"The whole spiritual journey might be summed up as humble hope." Thomas Keating

Thursday, July 1, 2010

Avarice, Faith, Humility, and the Banality of Good

A meeting I attended last night had an interesting discussion of envy. Some very good things were said about how envy is the one deadly sin that gives no one any pleasure, about how it is the opposite of gratitude and about how it saps the pleasure out of life.
I had decided to pass when my turn came, until the woman who spoke before me mentioned that three women had recently asked her to sponsor them, citing the usual reason: she has what they want. She found that amusing, since she recently sold her house and left her job, leaving her with what most people would rate as pretty much nothing.

That got me thinking, so I decided that I should do some thinking out loud and share. What I realized was that, while I am troubled by envy, I am much more subject to avarice: the desire for things I don't have. I did a quick inventory of those desired objects, jobs, status, whatever and quickly saw that the one factor they had in common was that they were all spiritually bad for me. I am like a diabetic who wants to get a whole lot of ice cream. Many of the things I do have, like love, friendship and the AA fellowship, are great for me, but I tend to ignore my veggies and go for the ice cream.
As anyone reading this blog knows by now, I think that faith and humility are the most important keys to the program and to happiness. Just about everything I desire impedes one or both of those.
I know that faith, an openness to life's possibilities and a willingness to accept and deal with what comes, is essential. A person of faith takes joy in the surprises life offers and accepts the predictable as dull backdrop to the really fun stuff. My instincts, as shown in my avarice, is to demand complete predictability. I want to know what job I will have next year, what the tasks will be, that it will be there as long as I want it and pay the salary necessary for me to maintain my life just as it is.
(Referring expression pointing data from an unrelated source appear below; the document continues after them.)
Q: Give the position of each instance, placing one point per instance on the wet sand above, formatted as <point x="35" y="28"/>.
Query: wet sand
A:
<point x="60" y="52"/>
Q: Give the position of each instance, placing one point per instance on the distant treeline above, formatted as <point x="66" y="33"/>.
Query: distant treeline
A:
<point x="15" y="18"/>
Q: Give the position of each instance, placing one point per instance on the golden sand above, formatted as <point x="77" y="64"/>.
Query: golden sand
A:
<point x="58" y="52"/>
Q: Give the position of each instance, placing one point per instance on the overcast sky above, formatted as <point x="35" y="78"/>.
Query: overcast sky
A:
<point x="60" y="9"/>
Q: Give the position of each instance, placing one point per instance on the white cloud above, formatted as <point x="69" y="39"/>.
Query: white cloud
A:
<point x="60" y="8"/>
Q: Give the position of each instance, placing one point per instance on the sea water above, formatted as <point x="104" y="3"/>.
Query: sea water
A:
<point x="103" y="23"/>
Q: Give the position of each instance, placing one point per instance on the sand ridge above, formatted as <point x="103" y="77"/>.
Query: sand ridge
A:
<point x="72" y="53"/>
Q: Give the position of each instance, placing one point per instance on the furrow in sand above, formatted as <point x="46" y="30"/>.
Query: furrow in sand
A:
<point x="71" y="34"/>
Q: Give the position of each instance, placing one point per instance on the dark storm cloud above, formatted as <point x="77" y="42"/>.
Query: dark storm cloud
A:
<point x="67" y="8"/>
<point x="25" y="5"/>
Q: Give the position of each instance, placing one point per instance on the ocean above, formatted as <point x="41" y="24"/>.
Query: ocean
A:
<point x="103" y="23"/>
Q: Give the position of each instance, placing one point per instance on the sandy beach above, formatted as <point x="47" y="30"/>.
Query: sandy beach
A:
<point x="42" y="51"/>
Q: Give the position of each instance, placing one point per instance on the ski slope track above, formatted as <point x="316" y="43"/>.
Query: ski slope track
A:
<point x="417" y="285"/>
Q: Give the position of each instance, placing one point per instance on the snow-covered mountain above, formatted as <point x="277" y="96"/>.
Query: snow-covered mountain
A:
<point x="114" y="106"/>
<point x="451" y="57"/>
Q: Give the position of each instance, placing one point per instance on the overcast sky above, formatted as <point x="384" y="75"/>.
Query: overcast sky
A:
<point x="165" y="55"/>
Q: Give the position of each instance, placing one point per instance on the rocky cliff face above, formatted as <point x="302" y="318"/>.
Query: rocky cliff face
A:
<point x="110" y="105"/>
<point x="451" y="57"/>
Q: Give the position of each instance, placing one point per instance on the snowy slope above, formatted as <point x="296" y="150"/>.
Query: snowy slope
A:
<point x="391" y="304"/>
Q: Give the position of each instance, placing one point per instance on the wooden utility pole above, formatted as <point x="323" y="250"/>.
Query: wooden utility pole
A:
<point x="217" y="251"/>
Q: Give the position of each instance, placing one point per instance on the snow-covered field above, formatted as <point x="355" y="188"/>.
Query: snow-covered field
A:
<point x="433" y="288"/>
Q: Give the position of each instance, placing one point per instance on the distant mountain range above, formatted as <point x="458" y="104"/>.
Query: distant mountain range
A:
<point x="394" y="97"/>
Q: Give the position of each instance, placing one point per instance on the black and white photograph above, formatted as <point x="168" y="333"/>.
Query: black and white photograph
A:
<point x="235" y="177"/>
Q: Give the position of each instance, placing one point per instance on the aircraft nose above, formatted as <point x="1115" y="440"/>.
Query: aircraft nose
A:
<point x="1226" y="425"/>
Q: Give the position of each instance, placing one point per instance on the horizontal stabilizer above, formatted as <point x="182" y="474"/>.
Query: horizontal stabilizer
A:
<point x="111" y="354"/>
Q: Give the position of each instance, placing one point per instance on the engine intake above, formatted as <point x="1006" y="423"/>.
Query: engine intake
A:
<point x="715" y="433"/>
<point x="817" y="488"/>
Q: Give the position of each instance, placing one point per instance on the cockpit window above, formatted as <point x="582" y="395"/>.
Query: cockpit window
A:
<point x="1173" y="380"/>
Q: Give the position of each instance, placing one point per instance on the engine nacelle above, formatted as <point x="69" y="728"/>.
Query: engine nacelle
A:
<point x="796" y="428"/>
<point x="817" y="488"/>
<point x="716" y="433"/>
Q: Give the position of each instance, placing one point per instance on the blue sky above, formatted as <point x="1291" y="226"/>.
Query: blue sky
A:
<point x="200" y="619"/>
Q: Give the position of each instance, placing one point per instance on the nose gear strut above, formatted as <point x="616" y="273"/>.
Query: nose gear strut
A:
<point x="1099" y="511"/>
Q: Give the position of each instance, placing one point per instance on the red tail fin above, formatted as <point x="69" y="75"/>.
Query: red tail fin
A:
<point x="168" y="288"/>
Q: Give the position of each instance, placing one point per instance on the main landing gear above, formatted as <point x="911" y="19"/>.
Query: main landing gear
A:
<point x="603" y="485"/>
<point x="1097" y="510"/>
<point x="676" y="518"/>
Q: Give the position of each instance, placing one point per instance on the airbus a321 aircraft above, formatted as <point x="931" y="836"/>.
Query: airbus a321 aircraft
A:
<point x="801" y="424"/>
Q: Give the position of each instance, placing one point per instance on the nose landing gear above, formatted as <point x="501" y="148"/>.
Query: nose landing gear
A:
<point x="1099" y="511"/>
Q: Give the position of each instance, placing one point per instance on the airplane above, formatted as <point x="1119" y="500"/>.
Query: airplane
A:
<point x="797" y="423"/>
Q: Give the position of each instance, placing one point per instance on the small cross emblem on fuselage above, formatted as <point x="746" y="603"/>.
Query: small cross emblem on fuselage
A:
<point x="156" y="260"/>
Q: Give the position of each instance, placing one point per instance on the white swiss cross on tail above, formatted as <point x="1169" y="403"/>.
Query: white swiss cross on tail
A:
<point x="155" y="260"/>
That is to say, I want no surprises, I want complete controllability -- the diametrical opposite of faith.
Similarly, as I said in my last post, I revel in my dependency on the opinions of others. I want their praise, their respect, even when I don't respect their values. Now that is a twisted form of vainglory. I recently read Han Fallada's Every Man Dies Alone, a German novel from 1947 about life under the Nazis. It is based on the true story of a working class German couple who, after their son is killed in combat, decide they must do something, anything, to contribute to the fall of a regime that offers only oppression and death. Their form of resistance is pitifully small: they write seditious messages on postcards and leave them on stairways and windowsills. They knew what they were doing was small, but it was something they could do and if they were caught (which they were) it would cost them their lives, and no one can risk more than their lives. The thing was to do something. Now, clearly they were not looking for respect, not to mention glory. Those who supported the Nazis would, of course, view them as evil and most of those opposed to the Nazis would view them as futile nut cases. But they did what they could because they had to. In an afterward the editor compares the book to Arendt's Eichmann in Jerusalem noting that whereas Arendt "dissects and analyzes 'the banality of evil,' Hans Fallada's Every Man Dies Alone comprehends and honors the banality of good."
I love that phrase, "the banality of good." At this moment that seems to me to be the essence of humility - to do the small things in your small way that you can do because you should do them. I hope that I can learn to sincerely strive for the faith and humility that will open the path to the banal good I am capable of.